ITmedia エンタープライズ 9/15(木) 19:57配信

 みずほ銀行とソフトバンクは9月15日、ビッグデータや人工知能(AI)技術を利用して個人向け融資を行う合弁会社を11月に設立すると発表した。2017年前半の事業開始を目指す。

【その他の画像:プライバシーの懸念も】

 新会社は両社が50%ずつ出資し、設立当初の資本金は50億円。無店舗によるローコスト運営に徹することで、従来の個人向けローンでは難しかった低金利を実現できるという。新会社には2社のコーポレートガバナンスを活用して信頼性や透明性の確保に努めるとしている。今後2社で名称やブランド、具体的なビジネスモデルなどについて詳細を詰める。

 合弁会社の新サービスは、全てモバイルアプリから提供する。融資を希望する個人がアプリに自身の属性情報などを入力すると、事前の与信審査として「プレスコアリング」が行われ、融資額や金利などが決定される。情報入力から30分以内での入金が可能だという。

 また、利用者がより多くの情報を提供することでスコアをアップさせ、融資額の枠を広げたり、より低い金利にしたりもできる「スコア・レンディング」を国内で初めて可能にしたという。スコアリングには、みずほ銀行が持つローン審査のノウハウやビッグデータ、ソフトバンクが持つデータ分析やAIの技術などを利用する。

 みずほフィナンシャルグループの佐藤康博グループCEOは、「従来の金融機関では難しかった領域に個人向け融資を広げられる全く新しいビジネス」と述べ、ソフトバンクグループの孫正義社長は、「お金のない若者が夢を実現するための手助けになりたい」と語った。

●FinTechによる社会変革を目指す

 佐藤氏と孫氏による合弁会社に関するプレゼンテーションでは、ビッグデータやAI、FinTechなど最近のIT業界におけるトレンドキーワードがいくつも登場した。

 佐藤氏は、金融分野におけるITの活用が業界構造を分解させているとし、「金融以外の新たなプレーヤーが続々と参入し、従来の金融機関は受け身の立場。将来にわたる事業継続が経営課題であり、テクノロジーを活用した取り組みを推進している」と説明。

 みずほ銀行の代表的な取り組みとして、IBMの人工知能技術「Watson」をコールセンターに適用したケースや、営業店への人型ロボット「Pepper」の導入、スマホやPCで資産運用のアドバイスを提供する「SMART FOLIO」があるといい、富士通との国際証券取引におけるブロークチェーン技術適用の実証実験も紹介した。

 孫氏は、ソフトバンクの強みがテクノロジーと投資にあるとし、FinTech領域については国内外の多数の企業に出資していると説明した。

 特に個人向け融資では、総額10億ドルを出資する米オンライン出資サービスベンチャーのSoFIのケースを挙げ、「わずか3年間で1兆円規模の貸付を実現した企業はこれまでになく、貸し倒れ率も1%を大きく下回る実績を出している。ビッグデータとAIによって、新たな可能性を持つ個人向け融資ビジネスを実現できると判断した」と話す。
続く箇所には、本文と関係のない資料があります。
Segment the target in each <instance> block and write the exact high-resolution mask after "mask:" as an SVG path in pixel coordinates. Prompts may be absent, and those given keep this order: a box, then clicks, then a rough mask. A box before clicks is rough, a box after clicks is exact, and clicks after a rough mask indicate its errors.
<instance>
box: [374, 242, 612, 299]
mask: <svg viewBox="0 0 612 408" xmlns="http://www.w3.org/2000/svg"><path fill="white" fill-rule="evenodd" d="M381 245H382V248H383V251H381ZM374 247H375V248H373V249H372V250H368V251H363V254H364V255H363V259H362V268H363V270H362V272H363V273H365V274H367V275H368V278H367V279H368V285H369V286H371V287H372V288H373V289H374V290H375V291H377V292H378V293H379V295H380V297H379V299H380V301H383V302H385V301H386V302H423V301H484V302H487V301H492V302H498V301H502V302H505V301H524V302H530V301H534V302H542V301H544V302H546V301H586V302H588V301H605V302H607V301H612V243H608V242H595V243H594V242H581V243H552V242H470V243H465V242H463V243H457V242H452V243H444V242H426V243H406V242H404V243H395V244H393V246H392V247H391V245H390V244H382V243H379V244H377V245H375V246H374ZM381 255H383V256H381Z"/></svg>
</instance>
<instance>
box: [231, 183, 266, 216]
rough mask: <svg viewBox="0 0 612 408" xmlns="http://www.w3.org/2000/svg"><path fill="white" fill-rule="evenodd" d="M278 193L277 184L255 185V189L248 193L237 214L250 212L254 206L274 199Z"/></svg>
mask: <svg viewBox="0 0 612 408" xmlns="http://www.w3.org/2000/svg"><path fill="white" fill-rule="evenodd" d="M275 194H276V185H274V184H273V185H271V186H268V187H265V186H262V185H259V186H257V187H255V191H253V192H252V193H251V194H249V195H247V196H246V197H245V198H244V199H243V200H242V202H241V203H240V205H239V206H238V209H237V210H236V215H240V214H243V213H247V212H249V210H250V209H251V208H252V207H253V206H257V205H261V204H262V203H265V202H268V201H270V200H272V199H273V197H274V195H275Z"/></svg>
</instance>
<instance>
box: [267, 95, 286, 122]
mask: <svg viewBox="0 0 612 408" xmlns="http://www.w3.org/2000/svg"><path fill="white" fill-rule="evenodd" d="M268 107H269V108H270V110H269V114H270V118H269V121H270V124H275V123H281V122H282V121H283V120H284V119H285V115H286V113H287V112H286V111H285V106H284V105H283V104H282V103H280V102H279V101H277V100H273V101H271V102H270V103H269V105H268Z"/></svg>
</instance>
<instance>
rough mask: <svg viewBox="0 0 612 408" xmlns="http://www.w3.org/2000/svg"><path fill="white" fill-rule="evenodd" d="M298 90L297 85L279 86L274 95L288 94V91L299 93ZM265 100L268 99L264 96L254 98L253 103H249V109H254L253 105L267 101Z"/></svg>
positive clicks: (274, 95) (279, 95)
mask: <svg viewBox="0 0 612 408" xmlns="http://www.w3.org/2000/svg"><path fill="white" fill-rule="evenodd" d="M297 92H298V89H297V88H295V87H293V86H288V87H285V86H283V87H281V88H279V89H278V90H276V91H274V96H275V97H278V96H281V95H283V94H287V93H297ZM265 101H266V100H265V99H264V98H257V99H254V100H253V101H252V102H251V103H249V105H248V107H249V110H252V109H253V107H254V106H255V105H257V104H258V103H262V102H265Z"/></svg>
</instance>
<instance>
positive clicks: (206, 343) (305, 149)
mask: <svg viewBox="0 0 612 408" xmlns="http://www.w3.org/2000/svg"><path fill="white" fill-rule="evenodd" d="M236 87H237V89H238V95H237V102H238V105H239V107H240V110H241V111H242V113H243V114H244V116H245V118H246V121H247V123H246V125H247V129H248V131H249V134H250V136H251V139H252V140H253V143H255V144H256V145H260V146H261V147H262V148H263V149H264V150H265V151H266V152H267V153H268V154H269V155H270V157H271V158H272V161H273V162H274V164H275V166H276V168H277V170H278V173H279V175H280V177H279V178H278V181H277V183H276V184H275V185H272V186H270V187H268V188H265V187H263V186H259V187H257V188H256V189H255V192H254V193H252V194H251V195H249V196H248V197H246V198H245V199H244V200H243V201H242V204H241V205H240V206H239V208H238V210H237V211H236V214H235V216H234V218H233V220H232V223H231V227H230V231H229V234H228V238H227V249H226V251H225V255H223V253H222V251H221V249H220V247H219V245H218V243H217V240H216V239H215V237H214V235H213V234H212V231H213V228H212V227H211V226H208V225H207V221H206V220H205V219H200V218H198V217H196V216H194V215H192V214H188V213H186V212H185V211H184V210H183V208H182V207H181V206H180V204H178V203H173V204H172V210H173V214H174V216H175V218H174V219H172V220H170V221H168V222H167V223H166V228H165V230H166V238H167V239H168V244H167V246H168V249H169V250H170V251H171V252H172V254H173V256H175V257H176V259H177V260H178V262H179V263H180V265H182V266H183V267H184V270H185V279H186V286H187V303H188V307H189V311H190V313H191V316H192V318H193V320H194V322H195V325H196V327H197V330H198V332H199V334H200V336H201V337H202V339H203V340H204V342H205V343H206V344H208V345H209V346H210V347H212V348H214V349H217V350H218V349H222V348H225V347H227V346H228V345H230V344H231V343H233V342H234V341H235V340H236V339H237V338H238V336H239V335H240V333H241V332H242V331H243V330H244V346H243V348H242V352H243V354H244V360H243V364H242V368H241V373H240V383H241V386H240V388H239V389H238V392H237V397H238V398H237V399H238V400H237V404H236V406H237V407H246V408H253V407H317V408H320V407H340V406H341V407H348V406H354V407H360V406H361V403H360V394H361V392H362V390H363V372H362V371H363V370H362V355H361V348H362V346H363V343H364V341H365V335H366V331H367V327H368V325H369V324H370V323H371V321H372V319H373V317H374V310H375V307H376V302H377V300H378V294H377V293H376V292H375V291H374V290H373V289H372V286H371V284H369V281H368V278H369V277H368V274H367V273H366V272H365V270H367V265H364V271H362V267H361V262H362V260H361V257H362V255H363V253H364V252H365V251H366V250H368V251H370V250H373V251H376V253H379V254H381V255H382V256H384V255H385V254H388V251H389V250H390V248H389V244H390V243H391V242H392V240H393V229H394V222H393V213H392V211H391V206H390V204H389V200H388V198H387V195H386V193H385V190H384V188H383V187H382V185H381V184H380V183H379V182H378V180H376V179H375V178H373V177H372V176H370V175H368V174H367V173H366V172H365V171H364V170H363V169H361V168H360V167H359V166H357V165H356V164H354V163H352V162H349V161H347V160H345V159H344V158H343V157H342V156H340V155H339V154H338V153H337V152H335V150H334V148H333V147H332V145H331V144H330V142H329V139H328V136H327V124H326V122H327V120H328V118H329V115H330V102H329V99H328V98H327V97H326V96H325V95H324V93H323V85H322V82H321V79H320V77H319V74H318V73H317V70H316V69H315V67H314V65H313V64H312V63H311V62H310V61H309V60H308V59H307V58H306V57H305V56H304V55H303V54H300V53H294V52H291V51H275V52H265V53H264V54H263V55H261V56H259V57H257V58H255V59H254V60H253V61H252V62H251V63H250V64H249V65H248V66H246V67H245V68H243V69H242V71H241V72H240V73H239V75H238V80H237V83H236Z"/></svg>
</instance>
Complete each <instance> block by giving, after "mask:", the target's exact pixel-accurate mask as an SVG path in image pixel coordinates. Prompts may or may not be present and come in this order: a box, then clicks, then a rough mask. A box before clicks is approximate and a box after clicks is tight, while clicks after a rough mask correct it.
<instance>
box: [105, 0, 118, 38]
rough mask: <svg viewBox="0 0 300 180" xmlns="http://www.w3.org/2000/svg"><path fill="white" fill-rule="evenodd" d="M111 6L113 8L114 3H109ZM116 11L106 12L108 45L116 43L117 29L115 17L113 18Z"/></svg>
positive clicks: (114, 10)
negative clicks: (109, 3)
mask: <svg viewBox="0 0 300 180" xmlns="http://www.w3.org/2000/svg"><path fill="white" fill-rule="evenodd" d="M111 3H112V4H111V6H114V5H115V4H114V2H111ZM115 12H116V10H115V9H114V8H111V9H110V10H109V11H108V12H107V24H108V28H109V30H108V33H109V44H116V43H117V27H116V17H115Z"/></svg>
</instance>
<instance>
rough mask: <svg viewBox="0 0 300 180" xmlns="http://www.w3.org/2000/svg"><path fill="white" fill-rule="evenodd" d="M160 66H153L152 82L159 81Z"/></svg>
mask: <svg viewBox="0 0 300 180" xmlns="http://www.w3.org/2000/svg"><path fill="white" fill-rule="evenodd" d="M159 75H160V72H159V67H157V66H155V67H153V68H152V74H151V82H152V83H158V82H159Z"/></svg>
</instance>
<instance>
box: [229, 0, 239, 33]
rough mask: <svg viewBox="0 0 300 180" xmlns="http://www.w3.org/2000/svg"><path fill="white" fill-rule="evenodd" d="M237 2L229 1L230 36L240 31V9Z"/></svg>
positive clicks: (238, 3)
 そのイメージとして孫氏は、「結婚や留学など若者が夢をかなえたくとも融資を受けられず、あきらめざるを得ないことがある。老後で資金に余裕ができても夢をかなえる残された時間は少ない。可能性のあふれる健全な若者の将来性に融資する仕組みを通じて、そうしたギャップを埋めていきたい」と述べた。

●プライバシーへの懸念も

 合弁会社が融資の有無や内容を決定するための判断材料は、基本的に利用者が自己申告する属性情報となる。利用者が不正な情報を提供することで不正に融資を受けるリスクがあるものの、2社では膨大なビッグデータやローン審査などのノウハウを取り入れたAIの機械学習を最大限に利用することで、そうしたリスクを大きく提言できるという。

 合弁会社が当面の融資対象とするのは、個人の無担保ローンのみだが、将来像では自動車ローンや住宅ローンなどに拡大する可能性が示された。また、新たな企業提携などを通じて合弁会社が提供するサービスを応用した新規事業の開発も検討していく可能性があるという。

 一方で、こうした将来での利用者情報の利用拡大によってプライバシー侵害などのリスクも懸念される。孫氏は、「利用者のプライバシーについては最大限配慮している。情報の提供やその利用については利用者の同意(オプトイン)を前提であり、そうした懸念はないと考えている」と説明した。

 ただ、利用者が合弁会社に対して具体的にどのような属性情報を提供するのか、その情報を当初のサービス以外に利用する具体的な計画や、情報の具体的な安全管理体制などについては今後検討を進めるとのコメントにとどまった。